The first part of the work focuses on multimodal 3D scene understanding. We introduce an object-centric framework that augments each object with a natural language description capturing both intrinsic attributes and inter-object relationships. These descriptions are integrated into large language model–based pipelines through a dual-level strategy, including embedding-level fusion and prompt-level injection. By explicitly encoding relational semantics in language, the proposed approach significantly enhances grounding, captioning, and question-answering performance in complex 3D scenes, particularly for relational reasoning tasks.
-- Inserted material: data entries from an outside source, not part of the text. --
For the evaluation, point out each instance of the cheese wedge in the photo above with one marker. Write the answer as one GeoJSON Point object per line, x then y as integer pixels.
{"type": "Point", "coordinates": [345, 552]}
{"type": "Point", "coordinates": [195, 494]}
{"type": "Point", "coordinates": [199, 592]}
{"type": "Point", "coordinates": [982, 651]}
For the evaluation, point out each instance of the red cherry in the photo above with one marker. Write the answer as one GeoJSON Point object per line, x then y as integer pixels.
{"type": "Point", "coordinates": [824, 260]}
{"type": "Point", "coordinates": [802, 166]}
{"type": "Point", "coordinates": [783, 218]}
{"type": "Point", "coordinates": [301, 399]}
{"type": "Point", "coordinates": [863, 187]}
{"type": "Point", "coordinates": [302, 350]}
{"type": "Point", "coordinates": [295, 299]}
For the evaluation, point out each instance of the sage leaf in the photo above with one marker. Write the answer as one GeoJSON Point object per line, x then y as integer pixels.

The second part of the work investigates efficient and interpretable language representations. We propose a weakly supervised feature selection framework for word embedding dimensionality reduction, which preserves semantic similarity while substantially reducing computational and storage costs. Unlike black-box compression methods, the proposed approach directly identifies the most informative embedding dimensions, improving both efficiency and interpretability.
Together, this work demonstrates that explicitly structured language representations can serve as a powerful and practical alternative to purely scale-driven modeling, enabling multimodal reasoning systems that are more efficient, interpretable, and controllable.